I'm sorry people. I know kids can put up a good fight, and you think you've done all that you can. But if they continue the behaviour - you've given up at some point.   I didn't think so at the time, but after all was said and done, I really needed to face consequences for my actions at the time of those actions.  I needed someone I could go to for help, and words I could trust. It would have saved me so much time and stress. Your kids are not going to ask for dicipline. They're going to think they know what's best for themselves, and they're going to retaliate against anyone who stands in their way.    
One of the best things a parent can do, in my opinion, is stick to their guns.  You don't have to structure their entire lives, but regardless of age, they should know that if you say it you mean it.  They don't need to know why you've put your foot down, they just have to know that you did.  Threatening to take their cell phone away will only get the chores done once. Take it away, and they'll do their chores without rebuttle.  I never took my mother seriously, and I still don't.  I've lost a lot of respect for her, through hypocrasy and childish bullshit alone.  Both of our lives would have been much better without the arguing.

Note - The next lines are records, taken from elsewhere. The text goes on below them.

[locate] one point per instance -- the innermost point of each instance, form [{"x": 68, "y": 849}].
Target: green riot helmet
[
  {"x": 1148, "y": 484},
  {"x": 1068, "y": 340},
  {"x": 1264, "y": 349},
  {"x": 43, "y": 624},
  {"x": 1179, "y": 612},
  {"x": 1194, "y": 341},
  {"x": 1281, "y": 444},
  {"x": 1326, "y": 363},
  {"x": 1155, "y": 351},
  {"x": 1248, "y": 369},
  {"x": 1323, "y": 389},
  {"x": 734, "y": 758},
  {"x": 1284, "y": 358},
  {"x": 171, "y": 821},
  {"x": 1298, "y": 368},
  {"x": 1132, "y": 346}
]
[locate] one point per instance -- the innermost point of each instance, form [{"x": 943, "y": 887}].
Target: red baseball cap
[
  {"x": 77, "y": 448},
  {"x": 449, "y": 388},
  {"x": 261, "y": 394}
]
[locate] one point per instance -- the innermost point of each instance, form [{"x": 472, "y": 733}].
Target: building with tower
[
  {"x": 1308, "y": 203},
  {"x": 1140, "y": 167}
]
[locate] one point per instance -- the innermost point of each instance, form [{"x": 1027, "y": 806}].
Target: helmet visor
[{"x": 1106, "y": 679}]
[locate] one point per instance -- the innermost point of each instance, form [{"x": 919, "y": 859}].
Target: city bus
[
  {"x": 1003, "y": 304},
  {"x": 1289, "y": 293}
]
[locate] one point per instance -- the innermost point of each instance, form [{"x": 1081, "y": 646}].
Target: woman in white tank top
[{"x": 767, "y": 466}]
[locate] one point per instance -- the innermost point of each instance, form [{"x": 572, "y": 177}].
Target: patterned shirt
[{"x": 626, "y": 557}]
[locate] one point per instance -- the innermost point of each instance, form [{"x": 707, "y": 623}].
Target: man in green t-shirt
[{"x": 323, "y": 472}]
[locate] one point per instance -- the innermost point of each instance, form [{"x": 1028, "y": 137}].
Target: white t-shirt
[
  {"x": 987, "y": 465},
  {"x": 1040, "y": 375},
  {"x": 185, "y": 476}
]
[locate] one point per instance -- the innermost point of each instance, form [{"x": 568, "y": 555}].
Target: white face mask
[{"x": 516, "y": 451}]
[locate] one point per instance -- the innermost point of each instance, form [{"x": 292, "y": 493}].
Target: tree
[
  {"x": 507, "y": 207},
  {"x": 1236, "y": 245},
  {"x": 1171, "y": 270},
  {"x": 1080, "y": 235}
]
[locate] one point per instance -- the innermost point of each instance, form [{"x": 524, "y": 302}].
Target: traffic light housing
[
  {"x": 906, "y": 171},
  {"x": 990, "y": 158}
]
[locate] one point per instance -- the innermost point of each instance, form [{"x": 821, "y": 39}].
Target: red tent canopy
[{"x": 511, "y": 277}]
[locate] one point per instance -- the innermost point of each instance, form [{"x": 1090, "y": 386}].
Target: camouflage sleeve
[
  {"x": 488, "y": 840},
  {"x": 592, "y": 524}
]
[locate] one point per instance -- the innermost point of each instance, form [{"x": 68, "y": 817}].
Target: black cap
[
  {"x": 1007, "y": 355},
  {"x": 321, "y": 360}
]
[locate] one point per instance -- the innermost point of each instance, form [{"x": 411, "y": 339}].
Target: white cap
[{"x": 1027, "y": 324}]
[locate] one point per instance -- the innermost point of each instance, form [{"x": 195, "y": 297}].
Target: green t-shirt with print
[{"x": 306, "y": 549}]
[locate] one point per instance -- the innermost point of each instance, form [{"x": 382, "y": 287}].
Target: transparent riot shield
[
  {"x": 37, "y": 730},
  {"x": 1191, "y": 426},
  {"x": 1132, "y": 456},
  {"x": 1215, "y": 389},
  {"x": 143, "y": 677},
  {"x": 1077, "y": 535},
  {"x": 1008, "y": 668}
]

Hell, we still argue.  I still can't stay in the same room with her for too long.  I can't stand to hear her bitch about me and my sibblings, how I made her life hell, and how she feels she couldn't do anything to control me.   I see her as someone who is stubborn for all the wrong reasons, someone who would rather make and excuse than an effort.    Although I am at a point where I am proud of what I've become - I also know how lucky I am to have realized everything when I did.  I sought professional help, on my own.  I took a good hard look at myself, and somehow managed to make the appropriate adjustments.  
I've got my own life now.  I have a loving husband who agrees with my stance on this, and mostly everything else too.  I have a good job, a car to get me there, and we're well on our way to gathering the down payment on our first house.  Life is good.  Maybe someday I'll have the opportunity to put what I preach into practice.